Martha et les "enfants ACZA"

martha

 

Depuis sa création, Breizh Femmes s'intéresse au travail de Martha Diomandé et de son association ACZA qui milite contre l'excision. Pour elle, s'opposer à l'excision, c'est d'abord accompagner les matrones – les exciseuses - vers d'autres pratiques qui permettent de respecter les traditions et d'assurer la formation des petites filles tout en se débarrassant de l'acte mutilant. C'est aussi proposer à ces femmes de rester des membres reconnues de leurs communautés.

Grâce à des campagnes de formation et à la construction de cases de naissance, ACZA est présente dans une quinzaine de villages en Côte d'Ivoire où commence à grandir une nouvelle génération d'enfants qui ne seront jamais excisées et de femmes épanouies dans leur mission d'accoucheuses.

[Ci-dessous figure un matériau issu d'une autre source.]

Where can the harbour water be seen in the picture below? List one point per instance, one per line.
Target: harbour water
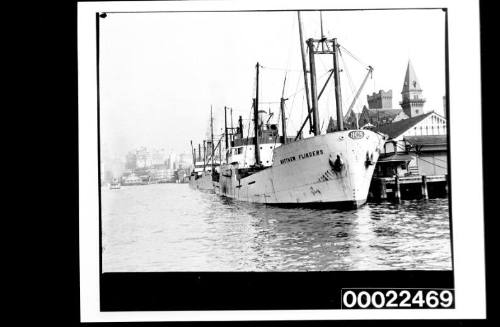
(170, 227)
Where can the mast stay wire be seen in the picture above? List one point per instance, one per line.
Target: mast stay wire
(352, 87)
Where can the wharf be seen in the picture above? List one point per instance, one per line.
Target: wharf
(408, 187)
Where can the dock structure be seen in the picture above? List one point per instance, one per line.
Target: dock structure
(399, 188)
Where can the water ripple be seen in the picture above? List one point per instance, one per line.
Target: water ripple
(169, 227)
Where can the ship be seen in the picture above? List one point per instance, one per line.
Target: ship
(332, 169)
(205, 174)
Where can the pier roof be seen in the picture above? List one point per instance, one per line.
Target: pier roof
(401, 126)
(427, 139)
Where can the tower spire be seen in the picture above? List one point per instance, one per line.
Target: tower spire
(412, 99)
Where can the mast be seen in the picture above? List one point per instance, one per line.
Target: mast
(212, 137)
(204, 155)
(304, 69)
(225, 131)
(240, 124)
(232, 130)
(314, 96)
(338, 96)
(256, 116)
(282, 107)
(370, 70)
(193, 152)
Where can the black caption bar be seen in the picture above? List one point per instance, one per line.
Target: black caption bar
(398, 298)
(252, 290)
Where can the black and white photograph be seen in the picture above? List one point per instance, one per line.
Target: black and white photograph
(273, 141)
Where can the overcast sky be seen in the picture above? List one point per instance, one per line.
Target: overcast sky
(161, 72)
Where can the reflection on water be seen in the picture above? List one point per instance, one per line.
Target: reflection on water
(170, 227)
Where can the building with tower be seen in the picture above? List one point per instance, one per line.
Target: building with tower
(413, 101)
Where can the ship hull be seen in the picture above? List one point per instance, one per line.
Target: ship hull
(304, 173)
(202, 183)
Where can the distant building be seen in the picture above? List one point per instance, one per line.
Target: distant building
(413, 101)
(380, 100)
(143, 158)
(130, 161)
(416, 145)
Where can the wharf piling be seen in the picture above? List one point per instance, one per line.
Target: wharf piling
(399, 188)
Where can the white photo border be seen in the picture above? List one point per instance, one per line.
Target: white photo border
(467, 194)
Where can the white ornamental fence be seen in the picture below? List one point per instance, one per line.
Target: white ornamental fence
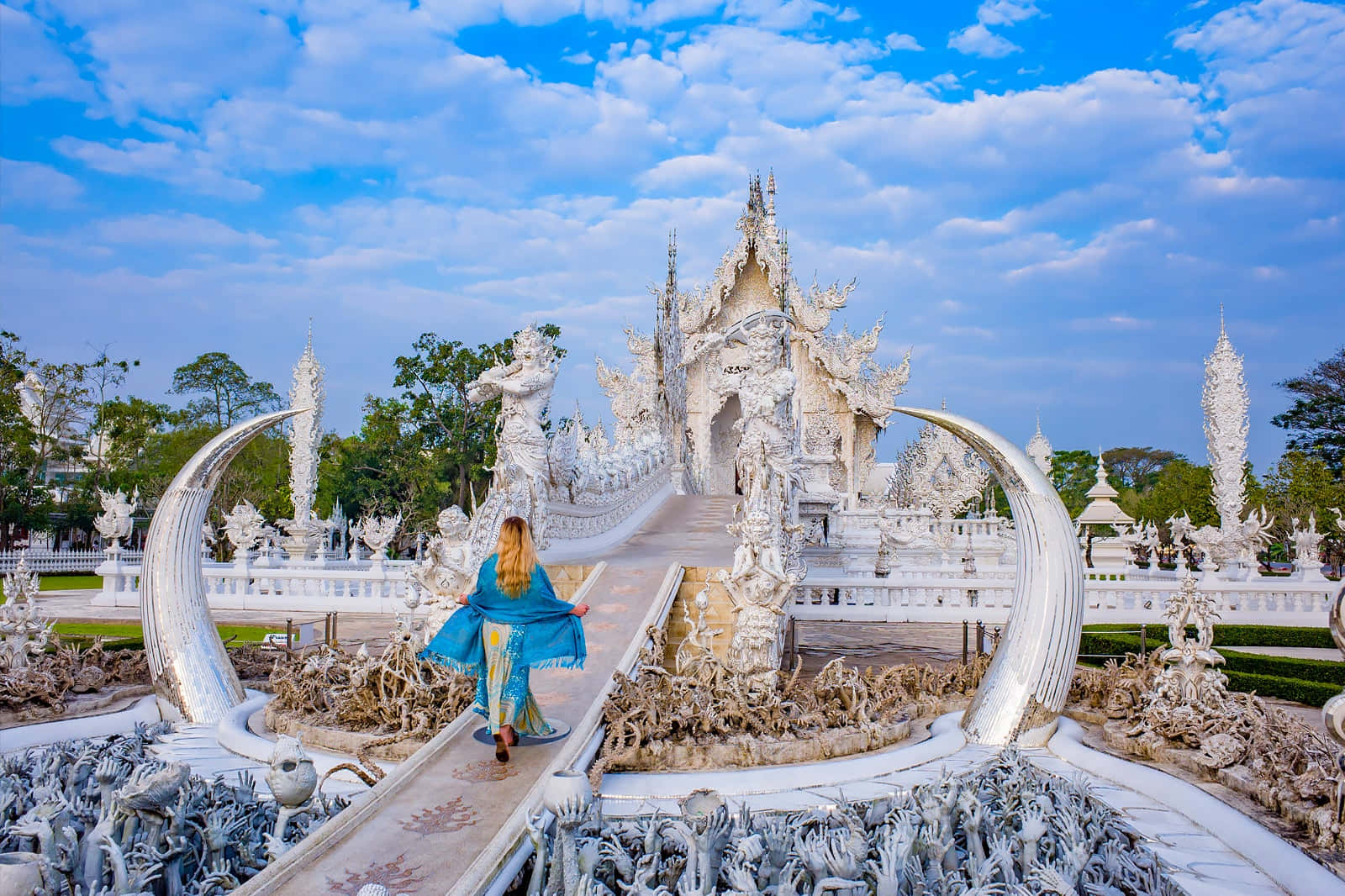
(50, 561)
(382, 586)
(954, 598)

« On ne force personne à venir accoucher dans nos cases – explique Martha Diomandé qui a répondu à quelques questions – mais les femmes qui viennent savent que leur enfant ne pourra pas être excisée. C'est un acte de courage pour elles de s'afficher ainsi. Leurs enfants appartiennent en quelque sorte à l'association. On les appelle les "enfants ACZA" ».